L'élu, dont l'abattoir a été mis en cause par l'association de protection animale L214, réclame une concertation entre l'Etat, les autorités religieuses et les vétérinaires pour "réformer la réglementation" en vigueur.


Jeudi matin, le maire d'Alès Max Roustan était auditionné par la commission d'enquête sur "les conditions d'abattage des animaux dans les abattoirs français".

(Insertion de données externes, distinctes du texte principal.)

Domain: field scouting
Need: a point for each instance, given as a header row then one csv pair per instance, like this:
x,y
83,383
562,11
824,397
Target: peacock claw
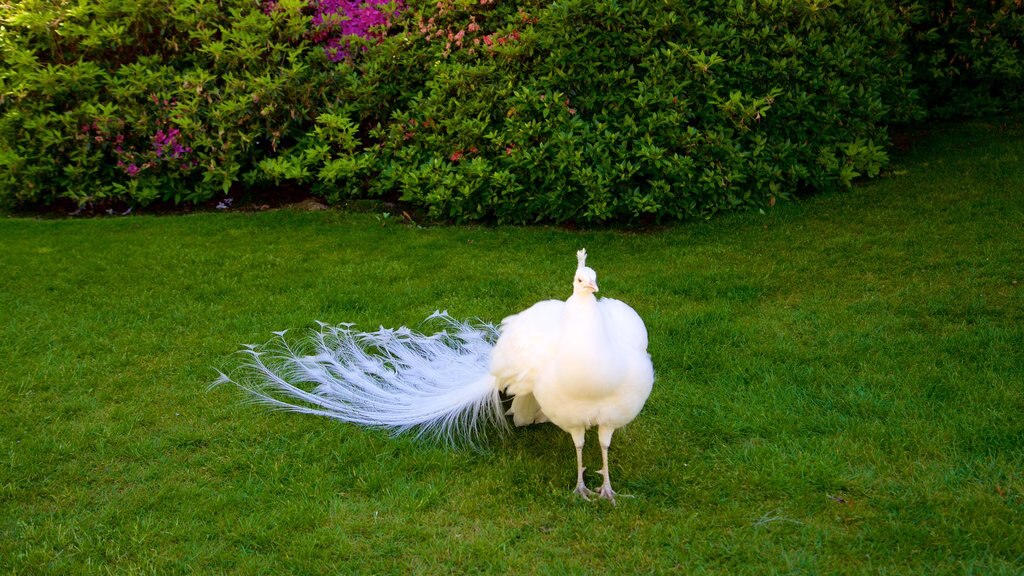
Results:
x,y
584,492
607,493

L'abattoir géré par sa ville avait été mis en cause en octobre par une vidéo publiée par l'association L214. Elle dénonçait la "cruauté" des méthodes utilisées pour mettre à mort les animaux.

Pas de "stigmatisation"

Le maire d'Alès évoque "un vrai problème politique". Il explique ainsi que les "trois quarts" des extraits diffusés par l'association de défense de la condition animale sont liés à l'abattage rituel. Voulant éviter une quelconque "stigmatisation", Max Roustan assure que son abattoir "le fait conformément aux règles d'aujourd'hui".

Il appartiendra au législateur de dire "on continue ou on ne continue pas" d'abattre de cette manière-là.Max Roustan, maire d'Alès

L'élu met en garde : son abattoir réalise 50% de ses abattages selon les règles cultuelles : "Si on ne peut pas continuer à le faire dans ce style, on n'arrivera pas évidemment à faire tourner l'abattoir."

La question des sacrificateurs

Le maire d'Alès demande donc une "concertation avec le ministère de l'Agriculture, le ministère de l'Intérieur, les autorités religieuses et les vétérinaires pour réformer cette réglementation".

Autre problème souligné par l'élu et par Jack Pagès, le directeur de l'abattoir d'Alès : pour que la viande soit certifiée halal, "le rituel impose des sacrificateurs qui soient nommés extérieurement à l'abattoir".

La carte de sacrificateur est donnée par les mosquées avec une lettre de recommandation. Voilà. Et il n'y a aucune formation.Jack Pagès, directeur de l'abattoir d'Alès

Expliquant que l'"on peut refuser un sacrificateur s'il n'est pas compétent dans son travail", Jack Pagès assure que le contrôle se fait en l'observant travailler : "Avant, on ne le sait pas."